There is much speculation about Lot’s daughters and why they did what they did. We are told they were virgins and yet they were promised to men of Sodom (who did not heed Lot’s warning to come with them). We know that Lot offered them to a crowd of men who were not interested in his daughters (they wanted the “angels.”) When they finally flee Sodom and later, even Zoar (the only small town on the plain that was saved), they end up in the mountains.

And here is my question: How long were they there? I am not saying that time excuses them, but I have a sense that years had passed before the daughters made this extreme choice. In those times, women without children (particularly those who were barren) were considered cursed and often outcast. By referring to their father as old, the implication is that his death might  put them in crisis.

Nonetheless, whether justified in any way or not, the result created two young men whose long-standing heritage were two of the most pagan (including human sacrifice) and violent peoples. A similar result happened when Sarai gave  Hagar, her handmaid, to Abraham and Ishmael was born.

Through no real fault of their own, these sons were cast into a destiny.

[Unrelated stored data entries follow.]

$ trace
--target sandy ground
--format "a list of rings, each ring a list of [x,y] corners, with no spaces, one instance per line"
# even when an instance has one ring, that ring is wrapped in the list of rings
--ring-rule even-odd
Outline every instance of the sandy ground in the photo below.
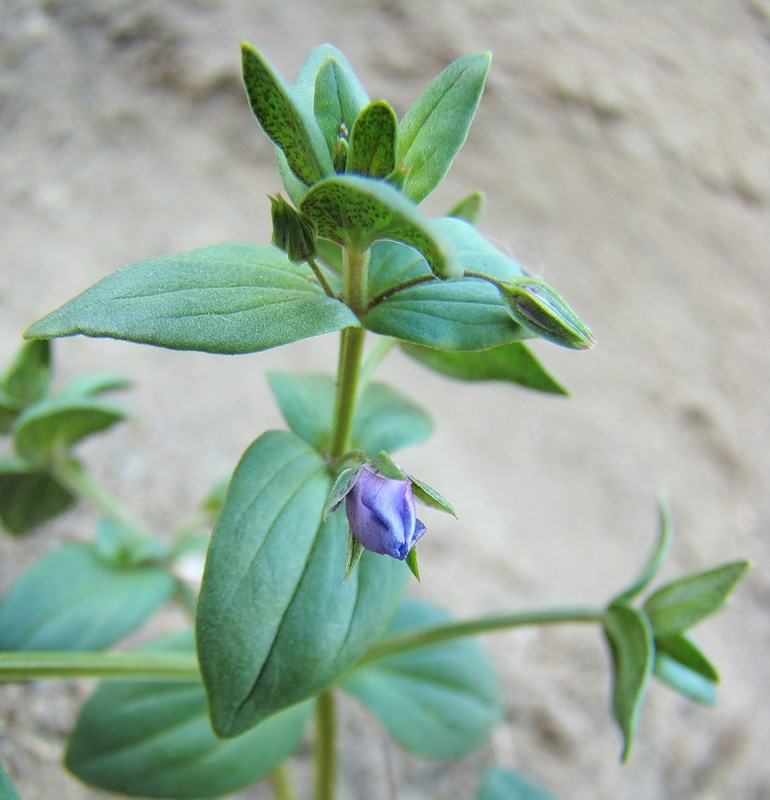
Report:
[[[469,798],[498,763],[575,800],[770,797],[770,4],[4,0],[0,362],[29,322],[122,263],[269,238],[279,179],[239,85],[243,38],[287,77],[331,41],[400,113],[452,58],[494,51],[469,142],[428,207],[484,189],[483,230],[599,337],[590,354],[537,348],[570,399],[386,363],[438,427],[402,463],[460,516],[428,520],[415,596],[459,616],[600,603],[647,552],[659,490],[677,528],[666,577],[754,562],[701,631],[723,675],[718,707],[653,686],[628,765],[599,636],[530,631],[487,639],[506,724],[458,764],[412,760],[346,704],[343,796],[391,796],[390,772],[400,800]],[[280,426],[266,370],[335,360],[331,337],[237,358],[106,340],[56,349],[61,381],[94,369],[136,381],[134,419],[82,455],[161,533]],[[3,541],[0,588],[93,521],[80,510]],[[86,688],[0,692],[0,757],[24,800],[103,796],[58,764]]]

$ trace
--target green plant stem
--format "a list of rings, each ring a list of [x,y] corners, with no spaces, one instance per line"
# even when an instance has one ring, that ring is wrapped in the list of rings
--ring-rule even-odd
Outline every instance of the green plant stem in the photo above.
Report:
[[[273,794],[276,800],[299,800],[285,761],[273,770],[270,775],[270,783],[273,785]]]
[[[366,306],[368,251],[352,247],[344,251],[343,299],[356,313],[363,313]],[[350,431],[353,428],[366,330],[361,327],[345,328],[340,335],[340,357],[337,370],[337,397],[334,404],[334,432],[330,456],[339,458],[350,446]]]
[[[316,800],[334,800],[337,782],[337,710],[327,689],[316,699]]]
[[[310,269],[313,270],[313,274],[316,276],[318,283],[321,284],[321,288],[326,292],[327,296],[334,297],[334,290],[329,286],[329,282],[326,280],[326,276],[323,274],[316,260],[314,258],[308,258],[307,263],[310,265]]]
[[[149,536],[147,526],[108,489],[96,483],[75,461],[60,461],[53,467],[53,474],[77,497],[88,500],[106,517],[129,528],[139,536]]]
[[[555,608],[481,617],[465,622],[447,622],[444,625],[435,625],[432,628],[393,636],[378,642],[359,663],[374,661],[384,656],[392,656],[405,650],[414,650],[450,639],[459,639],[463,636],[475,636],[480,633],[492,633],[530,625],[558,625],[568,622],[600,623],[603,619],[604,610],[601,608]]]
[[[0,682],[35,678],[200,681],[187,653],[0,653]]]
[[[366,388],[374,371],[380,365],[383,358],[393,349],[396,339],[388,336],[378,336],[372,347],[361,361],[361,371],[358,375],[358,394]]]

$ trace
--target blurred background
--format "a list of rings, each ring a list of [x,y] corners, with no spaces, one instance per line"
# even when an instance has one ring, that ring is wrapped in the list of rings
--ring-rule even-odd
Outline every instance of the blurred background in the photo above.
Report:
[[[629,764],[598,632],[528,630],[486,637],[506,721],[459,763],[406,756],[346,703],[343,797],[388,798],[394,782],[400,800],[469,798],[489,763],[575,800],[770,797],[770,2],[3,0],[0,364],[30,322],[126,262],[269,241],[280,180],[240,85],[241,39],[287,79],[329,41],[399,114],[450,60],[492,50],[468,143],[426,207],[483,189],[482,231],[598,336],[589,353],[536,346],[570,398],[383,365],[437,426],[401,463],[460,519],[428,512],[411,593],[460,617],[602,603],[647,555],[659,491],[675,523],[662,577],[754,562],[698,631],[722,673],[717,708],[653,684]],[[163,533],[283,427],[264,373],[332,371],[336,341],[217,357],[75,338],[55,356],[61,383],[135,381],[133,419],[81,454]],[[94,521],[81,509],[5,537],[0,590]],[[104,796],[59,765],[88,689],[0,691],[0,758],[25,800]]]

In our own lives, we will never really know what future we are setting in motion when we send our children forth. We cannot know if they are part of a long line, pre-determined by our genealogy or if it begins with us. The cycle of life in our age is complex now and crosses all borders. I suppose, this is just another form of the Butterfly Effect.

For me, today, the only reliable impact I can have, besides doing the best I can as a parent, is to pray; to embrace the presence of my God in the now who exists through all of time.

I have three adopted children, all with traumatic beginnings. By bringing them into our family, we made the first dramatic change to the course of their lives. I cannot help but wonder what will be their inheritance now.